Oggi Sergio Marchionne, amministratore delegato della Fiat, presenterà alla Commerzbank, la banca pubblica incaricata di seguire il deal, la sua proposta per rilevare le attività europee della General Motors la cui parte prevalente è rappresentata dalla tedesca Opel. Poi la parola passerà alla politica di Berlino, in particolare alla Cancelliera Angela Merkel che dovrà decidere se accettare l’offerte di Torino, oppure se preferire quella dell’austro-canadese Magna, o ancora quella di un fondo di private equity americano che sembra essere entrato nella partita all’ultimo momento. Non si sa esattamente quando arriverà una risposta perché ad avere voce in capitolo sono in molti: la Gm, venditrice che sta per andare in fallimento e quindi è sottoposta a tutte le procedure previste dalla legge americana, la Merkel e anche il presidente degli Stati Uniti, Barack Obama, che sta profondendo ingenti risorse finanziarie per tentare di salvare il salvabile dell’industria dell’auto americana (alla sola Gm ha fatto arrivare 15 miliardi di dollari).
Con il passare dei giorni questo riassetto, questa grande rivoluzione dell’automotive mondiale, acquisisce sempre più aspetti politici e sociali, ormai prevalenti rispetto a quelli aziendali e finanziari. Marchionne dice (e finora nessun esperto ha preso la parola per contraddirlo) che dopo la crisi che ha messo alle corde il capitalismo e la sua cultura dei consumi, un costruttore di auto non può produrre meno di 6 milioni di pezzi all’anno. Solo così si ottengono quelle economie di scala (magico termine) che consentono a un settore maturo come le quattro ruote di riprendere a produrre ricchezza invece di distruggerla come sta facendo da una decina di anni a questa parte. Su questo ragionamento si basa l’imperativo di crescere, di fare acquisizioni anche se le condizioni finanziarie della Fiat (molto indebitata) teoricamente non lo consentirebbero. Di qui l’ingresso nel capitale dell’americana Chrysler (a costo zero) e il progetto appunto di rilevare (questa volta pagando) la tedesca Opel. Con questa doppia mossa la SuperFiat raggiungerebbe quella quota 6 milioni che le permetterebbe di competere con colossi come Toyota e Volkswagen.
Detto così sembra molto semplice. In realtà, lasciando da parte la Chrysler che opera su un mercato sul quale la Fiat è assente, l’unione di Opel e Fiat genera, oltre alle economie di scala, anche problemi giganteschi.
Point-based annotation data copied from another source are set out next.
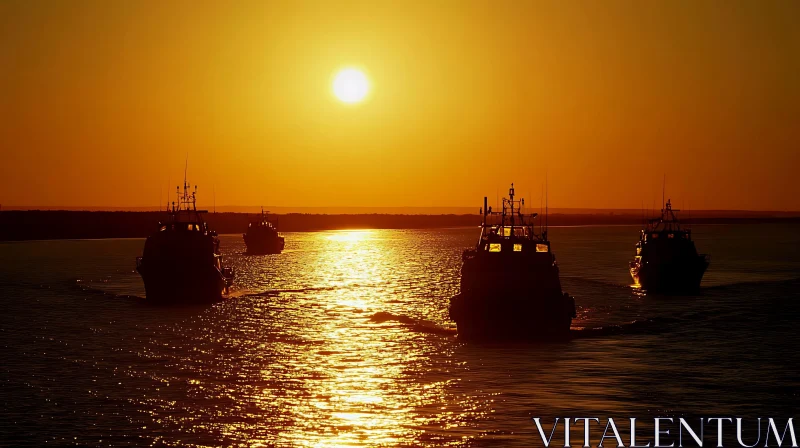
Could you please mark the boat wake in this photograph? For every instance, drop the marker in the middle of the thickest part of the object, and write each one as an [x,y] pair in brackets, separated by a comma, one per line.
[641,326]
[415,325]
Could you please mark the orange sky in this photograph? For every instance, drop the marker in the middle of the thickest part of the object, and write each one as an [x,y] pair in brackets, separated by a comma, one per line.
[101,101]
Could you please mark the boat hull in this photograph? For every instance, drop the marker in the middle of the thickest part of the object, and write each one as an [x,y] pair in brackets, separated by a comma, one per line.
[676,277]
[507,318]
[173,285]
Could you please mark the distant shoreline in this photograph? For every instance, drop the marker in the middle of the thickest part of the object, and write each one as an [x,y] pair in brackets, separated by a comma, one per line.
[18,225]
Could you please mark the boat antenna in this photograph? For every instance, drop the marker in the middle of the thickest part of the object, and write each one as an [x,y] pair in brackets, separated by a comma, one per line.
[541,210]
[185,168]
[546,192]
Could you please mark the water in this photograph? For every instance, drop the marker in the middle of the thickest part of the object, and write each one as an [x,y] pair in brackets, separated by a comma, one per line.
[343,340]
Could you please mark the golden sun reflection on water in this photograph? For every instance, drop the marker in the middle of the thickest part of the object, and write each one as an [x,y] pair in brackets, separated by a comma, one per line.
[356,378]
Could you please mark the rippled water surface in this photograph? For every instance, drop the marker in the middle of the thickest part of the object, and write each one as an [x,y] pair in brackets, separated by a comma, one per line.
[344,340]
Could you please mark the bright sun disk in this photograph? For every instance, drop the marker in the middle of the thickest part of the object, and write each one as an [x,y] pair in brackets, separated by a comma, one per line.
[350,85]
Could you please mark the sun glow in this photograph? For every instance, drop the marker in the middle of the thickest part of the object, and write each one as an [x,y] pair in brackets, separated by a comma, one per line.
[350,85]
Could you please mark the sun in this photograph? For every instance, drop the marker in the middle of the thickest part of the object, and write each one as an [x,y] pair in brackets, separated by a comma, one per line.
[350,85]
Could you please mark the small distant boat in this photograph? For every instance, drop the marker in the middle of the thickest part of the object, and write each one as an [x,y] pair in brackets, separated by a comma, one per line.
[510,286]
[181,262]
[666,258]
[262,236]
Entrambe le aziende soffrono già di sovracapacità produttiva (utilizzano gli impianti all’incirca al 60 per cento) e mettendosi insieme avrebbero in alcuni segmenti dei doppioni. Marchionne, con grande abilità diplomatica, in questa fase sta cercando di convincere tutti che i marchi Fiat e Opel potranno sopravvivere appaiati, che il suo progetto non prevede tagli di impianti. Lo ha assicurato negli intensi incontri che ha avuto nei giorni scorsi con i politici tedeschi i quali, avendo finanziato l’auto nazionale, non vogliono vedere i loro fondi finire in mano a un gruppo straniero intenzionato a smantellare parte dell’apparato produttivo locale in nome dell’efficienza. Le garanzie date a Berlino hanno suscitato qualche preoccupazione in Italia e dello stesso segno: il ministro dello Sviluppo, Claudio Scajola, ha detto pubblicamente che gli sforzi di Marchionne per creare una grande multinazionale sono senz’altro apprezzabili e probabilmente vanno nella direzione giusta. Attenzione però: il governo non accetterà chiusure di stabilimenti in Italia da parte della Fiat visto che questa è stata spesso aiutata con soldi pubblici.
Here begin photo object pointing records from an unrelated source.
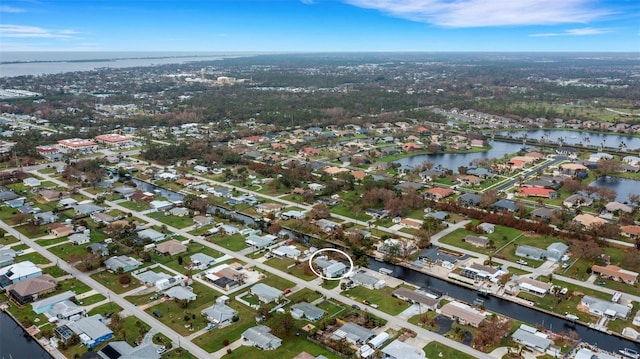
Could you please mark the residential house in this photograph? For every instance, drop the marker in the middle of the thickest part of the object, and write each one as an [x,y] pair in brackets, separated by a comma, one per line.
[399,350]
[265,293]
[532,338]
[368,281]
[505,205]
[330,268]
[304,310]
[123,350]
[91,330]
[417,296]
[151,235]
[122,263]
[533,286]
[470,199]
[18,272]
[260,242]
[531,252]
[61,230]
[603,308]
[86,209]
[631,231]
[46,217]
[179,211]
[201,261]
[577,200]
[537,192]
[170,248]
[31,289]
[201,221]
[487,227]
[555,251]
[289,251]
[99,248]
[180,293]
[615,273]
[219,314]
[353,333]
[438,193]
[261,337]
[79,238]
[481,242]
[327,226]
[465,314]
[588,220]
[46,304]
[482,272]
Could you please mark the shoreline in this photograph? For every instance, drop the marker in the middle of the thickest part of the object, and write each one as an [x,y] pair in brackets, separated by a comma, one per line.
[53,352]
[510,298]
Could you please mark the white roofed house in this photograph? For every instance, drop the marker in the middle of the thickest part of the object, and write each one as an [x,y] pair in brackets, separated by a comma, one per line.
[287,251]
[220,314]
[368,281]
[531,338]
[261,337]
[265,293]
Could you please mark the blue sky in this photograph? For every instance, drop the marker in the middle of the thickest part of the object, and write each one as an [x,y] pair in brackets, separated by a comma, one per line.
[320,25]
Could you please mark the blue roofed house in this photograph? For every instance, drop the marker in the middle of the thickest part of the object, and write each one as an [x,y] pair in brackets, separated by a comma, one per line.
[126,263]
[266,293]
[307,311]
[91,330]
[18,272]
[261,337]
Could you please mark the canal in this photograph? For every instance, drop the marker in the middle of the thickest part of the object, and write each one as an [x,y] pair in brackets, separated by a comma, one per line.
[507,308]
[607,140]
[455,160]
[15,343]
[624,187]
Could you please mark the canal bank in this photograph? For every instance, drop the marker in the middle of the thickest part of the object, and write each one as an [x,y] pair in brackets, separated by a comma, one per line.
[509,307]
[16,342]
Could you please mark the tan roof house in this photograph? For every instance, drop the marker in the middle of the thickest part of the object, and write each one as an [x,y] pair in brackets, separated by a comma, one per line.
[170,247]
[616,273]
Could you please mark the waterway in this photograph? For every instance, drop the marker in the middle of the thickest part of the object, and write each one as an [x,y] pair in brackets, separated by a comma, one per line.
[15,343]
[455,160]
[624,187]
[510,309]
[607,140]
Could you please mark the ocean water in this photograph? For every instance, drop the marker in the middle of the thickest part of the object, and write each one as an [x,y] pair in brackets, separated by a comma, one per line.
[40,63]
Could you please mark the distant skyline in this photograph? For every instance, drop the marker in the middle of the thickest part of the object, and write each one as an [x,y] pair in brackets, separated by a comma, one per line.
[320,25]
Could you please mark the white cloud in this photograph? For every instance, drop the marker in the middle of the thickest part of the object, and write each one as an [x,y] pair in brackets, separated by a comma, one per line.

E così la partita Fiat-Opel, se davvero si giocherà, si sposterà dalle stanze dei consigli di amministrazione a quelli dei palazzi politici, diventati ormai di fatto gli azionisti di riferimento della quasi totalità dell’industria automobilistica mondiale. Con un rischio, preoccupante davvero: che si trasferisca anche sulle piazze. L’episodio di domenica scorsa a Torino quando un gruppo di Cobas ha assaltato il palco dei sindacalisti, è un brutto precedente. Ed evoca ricordi terribili di momenti che nessuno vorrebbe rivivere.